Natürlich war El Diablo eine alte Klapperkiste. Aber sie liebte das Fliegen und verdiente ihren Lebensunterhalt damit, Touristen durch die Luft zu befördern. Gerade hatte sie die Ausbildung als Luftfahrzeugmechanikerin abgeschlossen. Also konnte sie selbst dafür sorgen, dass sich die Maschine in bestmöglichem Zustand befand.

Josie packte die mit Rindfleisch, Käse und Zwiebeln gefüllte Maismehltasche aus. „Du hast Poppy sehr stolz gemacht.“

Sophia warf erneut einen verstohlenen Blick auf den Bungalow, den Gibb Martin gemietet hatte. Blondie kam jetzt auf die Veranda, lehnte sich über das Geländer und winkte lächelnd zu ihnen herüber.

Josie winkte zurück und erwiderte das Lächeln.

„Kennst du sie?“

„Während der letzten zwei Wochen lag sie jeden Tag auf meiner Massageliege. Um zwei Uhr hat sie den nächsten Termin. Mit der Kreditkarte ihres Freundes spendiert sie immer reichlich Trinkgeld. Da winke ich ihr auch gerne zu, wenn ihr das gefällt.“

„Mir scheint sie ein wenig oberflächlich zu sein“, lästerte Sophia und hielt sich einen Moment später zerknirscht die Hand vor den Mund.

„Stacy ziert als Model die Titelblätter der Zeitschriften“, meinte Josie. „Was sonst erwartest du von ihr?“

„Etwas, das ein bisschen weniger dem Klischee entspricht?“

„Haben deine spitzen Bemerkungen irgendetwas mit der Tatsache zu tun, dass sie die Freundin dieses gut aussehenden amerikanischen Geschäftsmannes ist, den du ständig anstarrst?“

„Ich starre ihn nicht an“, antwortete Sophia, bevor sie einräumte: „Vielleicht ein wenig. Aber wie oft sieht man hier blonde Männer? Es geht nicht um ihn, sondern nur um seine Haare.“

„Aha.“

„Es ist so.“

Josie deutete mit dem Kopf auf einen kahlen Mann etwa Mitte Dreißig, der mit seinen Kumpeln auf der Fußgängerbrücke aus Seilen herumblödelte, die das Haupthaus mit den Bungalows verband. „Dann würdest du also diesen Mann anstarren, wenn er blonde Haare hätte?“

„Ja, sicher“, log Sophia.

Ihre Schwester schnaubte. „Übrigens starrt dieser Geschäftsmann auch dich an, wenn du nicht hinsiehst.“

„Ja?“ Sie war überrascht, dass ihre Stimme fast eine Oktave höher klang als sonst.

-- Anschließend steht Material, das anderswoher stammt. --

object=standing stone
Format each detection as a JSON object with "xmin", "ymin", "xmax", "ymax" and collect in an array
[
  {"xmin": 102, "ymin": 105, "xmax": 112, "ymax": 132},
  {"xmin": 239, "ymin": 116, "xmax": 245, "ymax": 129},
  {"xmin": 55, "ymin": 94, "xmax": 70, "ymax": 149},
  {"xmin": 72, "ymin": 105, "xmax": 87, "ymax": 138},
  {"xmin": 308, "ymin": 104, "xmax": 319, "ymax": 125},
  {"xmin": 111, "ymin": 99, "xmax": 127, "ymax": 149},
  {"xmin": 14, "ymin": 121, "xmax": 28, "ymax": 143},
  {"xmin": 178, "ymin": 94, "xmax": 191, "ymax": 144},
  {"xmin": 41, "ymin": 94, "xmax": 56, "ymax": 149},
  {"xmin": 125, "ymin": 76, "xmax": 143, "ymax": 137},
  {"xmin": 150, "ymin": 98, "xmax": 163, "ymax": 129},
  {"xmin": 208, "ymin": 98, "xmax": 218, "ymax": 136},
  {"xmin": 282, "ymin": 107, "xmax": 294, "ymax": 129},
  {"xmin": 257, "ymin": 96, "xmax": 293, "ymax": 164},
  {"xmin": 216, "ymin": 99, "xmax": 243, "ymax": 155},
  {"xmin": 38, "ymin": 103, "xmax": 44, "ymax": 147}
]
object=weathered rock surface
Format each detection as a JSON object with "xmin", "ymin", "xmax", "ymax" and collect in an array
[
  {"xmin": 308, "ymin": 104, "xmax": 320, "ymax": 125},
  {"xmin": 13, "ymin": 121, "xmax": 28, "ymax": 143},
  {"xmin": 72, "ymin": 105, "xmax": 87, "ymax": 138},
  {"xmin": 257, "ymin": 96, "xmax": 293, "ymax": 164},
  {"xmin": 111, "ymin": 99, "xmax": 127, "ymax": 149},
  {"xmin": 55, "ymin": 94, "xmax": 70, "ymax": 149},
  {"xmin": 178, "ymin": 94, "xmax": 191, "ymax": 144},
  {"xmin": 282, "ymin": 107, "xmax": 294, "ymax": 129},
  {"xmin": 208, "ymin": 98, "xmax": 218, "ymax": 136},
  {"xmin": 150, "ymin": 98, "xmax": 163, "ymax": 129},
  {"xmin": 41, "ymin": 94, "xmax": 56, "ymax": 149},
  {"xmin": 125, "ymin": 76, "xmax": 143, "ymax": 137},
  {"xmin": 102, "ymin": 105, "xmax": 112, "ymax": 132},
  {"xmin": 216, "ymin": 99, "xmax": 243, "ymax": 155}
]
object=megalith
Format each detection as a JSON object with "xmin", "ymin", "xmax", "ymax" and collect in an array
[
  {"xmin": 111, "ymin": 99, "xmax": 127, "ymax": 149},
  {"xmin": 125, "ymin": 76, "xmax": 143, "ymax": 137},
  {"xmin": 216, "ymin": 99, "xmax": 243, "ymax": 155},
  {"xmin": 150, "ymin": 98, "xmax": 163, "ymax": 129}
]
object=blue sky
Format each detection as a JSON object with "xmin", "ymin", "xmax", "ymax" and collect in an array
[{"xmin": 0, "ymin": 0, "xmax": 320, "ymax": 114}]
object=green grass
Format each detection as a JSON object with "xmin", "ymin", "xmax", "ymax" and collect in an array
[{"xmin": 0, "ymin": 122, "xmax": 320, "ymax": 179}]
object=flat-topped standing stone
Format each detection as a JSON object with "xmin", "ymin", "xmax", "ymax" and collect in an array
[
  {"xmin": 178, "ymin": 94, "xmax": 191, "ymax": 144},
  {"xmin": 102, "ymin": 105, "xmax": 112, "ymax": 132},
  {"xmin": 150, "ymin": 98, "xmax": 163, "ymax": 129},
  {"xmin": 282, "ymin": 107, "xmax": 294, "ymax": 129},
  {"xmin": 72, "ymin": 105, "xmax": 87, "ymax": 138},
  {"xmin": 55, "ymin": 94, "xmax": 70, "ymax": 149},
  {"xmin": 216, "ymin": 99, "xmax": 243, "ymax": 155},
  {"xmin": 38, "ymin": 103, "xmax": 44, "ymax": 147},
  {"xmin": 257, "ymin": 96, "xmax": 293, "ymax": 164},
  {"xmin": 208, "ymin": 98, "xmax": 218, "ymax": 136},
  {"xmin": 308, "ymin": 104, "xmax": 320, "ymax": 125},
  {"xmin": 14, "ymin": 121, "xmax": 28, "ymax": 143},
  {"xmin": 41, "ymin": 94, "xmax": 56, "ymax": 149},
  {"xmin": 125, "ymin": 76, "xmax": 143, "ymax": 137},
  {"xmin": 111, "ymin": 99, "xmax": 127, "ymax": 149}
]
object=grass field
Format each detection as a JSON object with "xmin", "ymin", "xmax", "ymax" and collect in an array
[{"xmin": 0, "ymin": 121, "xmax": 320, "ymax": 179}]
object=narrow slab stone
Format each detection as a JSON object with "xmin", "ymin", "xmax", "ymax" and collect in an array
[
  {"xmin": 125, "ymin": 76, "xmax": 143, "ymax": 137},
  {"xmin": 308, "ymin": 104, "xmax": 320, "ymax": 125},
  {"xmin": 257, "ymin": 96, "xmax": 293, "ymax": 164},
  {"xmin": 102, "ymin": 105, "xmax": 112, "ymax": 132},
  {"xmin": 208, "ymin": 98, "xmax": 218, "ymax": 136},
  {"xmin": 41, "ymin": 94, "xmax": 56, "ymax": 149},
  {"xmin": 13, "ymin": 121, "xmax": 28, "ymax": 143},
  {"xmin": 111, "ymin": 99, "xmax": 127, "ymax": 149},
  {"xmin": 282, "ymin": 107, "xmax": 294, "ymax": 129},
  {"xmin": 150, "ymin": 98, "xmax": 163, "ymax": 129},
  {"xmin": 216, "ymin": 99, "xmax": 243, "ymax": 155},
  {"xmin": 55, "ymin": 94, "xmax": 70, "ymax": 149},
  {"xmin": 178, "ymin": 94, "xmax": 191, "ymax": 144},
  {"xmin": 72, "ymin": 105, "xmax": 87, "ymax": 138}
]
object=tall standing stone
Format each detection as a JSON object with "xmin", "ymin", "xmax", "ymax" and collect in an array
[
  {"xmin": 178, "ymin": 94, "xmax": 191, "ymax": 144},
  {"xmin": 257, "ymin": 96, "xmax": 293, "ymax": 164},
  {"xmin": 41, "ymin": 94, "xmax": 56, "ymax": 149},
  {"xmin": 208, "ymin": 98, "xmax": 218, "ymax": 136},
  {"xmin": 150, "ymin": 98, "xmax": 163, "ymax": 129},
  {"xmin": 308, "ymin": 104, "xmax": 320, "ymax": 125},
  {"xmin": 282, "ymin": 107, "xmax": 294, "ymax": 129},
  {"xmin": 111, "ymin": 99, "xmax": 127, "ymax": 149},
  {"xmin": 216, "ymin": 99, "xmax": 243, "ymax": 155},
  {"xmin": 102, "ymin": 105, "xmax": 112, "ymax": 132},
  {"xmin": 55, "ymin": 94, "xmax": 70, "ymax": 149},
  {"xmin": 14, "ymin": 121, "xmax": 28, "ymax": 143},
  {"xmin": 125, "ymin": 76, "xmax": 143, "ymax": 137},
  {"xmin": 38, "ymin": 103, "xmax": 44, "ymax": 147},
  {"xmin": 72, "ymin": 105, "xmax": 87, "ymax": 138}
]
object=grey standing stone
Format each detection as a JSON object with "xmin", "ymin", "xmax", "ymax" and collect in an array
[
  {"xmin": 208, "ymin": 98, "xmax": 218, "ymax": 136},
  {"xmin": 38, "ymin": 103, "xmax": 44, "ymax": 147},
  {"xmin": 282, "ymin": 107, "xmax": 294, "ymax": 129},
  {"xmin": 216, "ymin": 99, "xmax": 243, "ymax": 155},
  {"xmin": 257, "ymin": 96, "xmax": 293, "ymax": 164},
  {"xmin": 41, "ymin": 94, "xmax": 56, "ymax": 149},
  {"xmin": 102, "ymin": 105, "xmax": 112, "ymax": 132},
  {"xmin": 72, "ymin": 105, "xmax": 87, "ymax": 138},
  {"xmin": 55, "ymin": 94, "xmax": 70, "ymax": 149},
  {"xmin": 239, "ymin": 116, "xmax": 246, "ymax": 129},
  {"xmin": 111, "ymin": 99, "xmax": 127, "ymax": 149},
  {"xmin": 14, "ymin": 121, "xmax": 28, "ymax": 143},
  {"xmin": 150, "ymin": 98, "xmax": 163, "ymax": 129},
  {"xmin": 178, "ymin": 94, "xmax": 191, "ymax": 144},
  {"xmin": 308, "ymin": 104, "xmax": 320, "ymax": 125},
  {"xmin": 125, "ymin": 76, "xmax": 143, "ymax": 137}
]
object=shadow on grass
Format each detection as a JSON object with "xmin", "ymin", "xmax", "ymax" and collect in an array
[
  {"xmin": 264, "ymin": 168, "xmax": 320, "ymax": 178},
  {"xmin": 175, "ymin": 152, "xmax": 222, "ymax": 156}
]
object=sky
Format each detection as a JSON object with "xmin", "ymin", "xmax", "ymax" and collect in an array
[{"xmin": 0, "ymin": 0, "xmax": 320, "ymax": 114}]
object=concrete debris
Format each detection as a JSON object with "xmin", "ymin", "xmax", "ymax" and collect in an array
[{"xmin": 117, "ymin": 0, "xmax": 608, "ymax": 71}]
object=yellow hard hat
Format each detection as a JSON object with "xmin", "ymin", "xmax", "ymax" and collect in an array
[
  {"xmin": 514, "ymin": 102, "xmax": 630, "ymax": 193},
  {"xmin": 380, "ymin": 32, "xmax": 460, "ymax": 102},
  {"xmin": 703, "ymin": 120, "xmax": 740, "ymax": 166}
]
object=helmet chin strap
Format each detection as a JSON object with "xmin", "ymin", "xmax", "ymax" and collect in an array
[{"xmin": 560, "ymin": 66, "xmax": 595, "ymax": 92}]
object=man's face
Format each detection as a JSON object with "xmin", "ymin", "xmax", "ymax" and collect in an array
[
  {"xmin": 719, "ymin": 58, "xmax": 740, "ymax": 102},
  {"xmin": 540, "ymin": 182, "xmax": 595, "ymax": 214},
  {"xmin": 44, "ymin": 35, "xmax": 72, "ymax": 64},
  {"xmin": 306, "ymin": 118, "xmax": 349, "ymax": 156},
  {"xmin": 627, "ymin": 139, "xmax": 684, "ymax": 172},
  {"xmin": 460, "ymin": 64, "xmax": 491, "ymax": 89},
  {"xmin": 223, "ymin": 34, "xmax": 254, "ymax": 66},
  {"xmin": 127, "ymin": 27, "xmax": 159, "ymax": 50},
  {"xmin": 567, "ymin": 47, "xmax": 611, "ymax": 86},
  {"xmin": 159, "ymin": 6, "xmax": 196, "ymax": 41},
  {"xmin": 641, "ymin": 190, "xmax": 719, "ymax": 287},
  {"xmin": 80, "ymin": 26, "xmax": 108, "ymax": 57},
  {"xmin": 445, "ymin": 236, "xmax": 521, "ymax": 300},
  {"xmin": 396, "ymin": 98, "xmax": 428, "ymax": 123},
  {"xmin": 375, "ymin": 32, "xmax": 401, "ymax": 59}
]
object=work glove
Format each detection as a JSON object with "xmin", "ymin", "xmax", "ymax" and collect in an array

Josie nickte. „Und wie.“ Als Sophia den Kopf einzog und rot wurde, sah sie sie vielsagend an. „Läuft es nicht gut mit Emilio?“

„Was?“ Sophia war überrascht. „Nein. Emilio ist toll …“

„Aber er ist in San José und der gut aussehende große Blonde ist hier?“

„Das habe ich nicht gesagt.“

„Das musstest du nicht.“

Josie täuscht sich. Ich bin nicht so flatterhaft. Oder?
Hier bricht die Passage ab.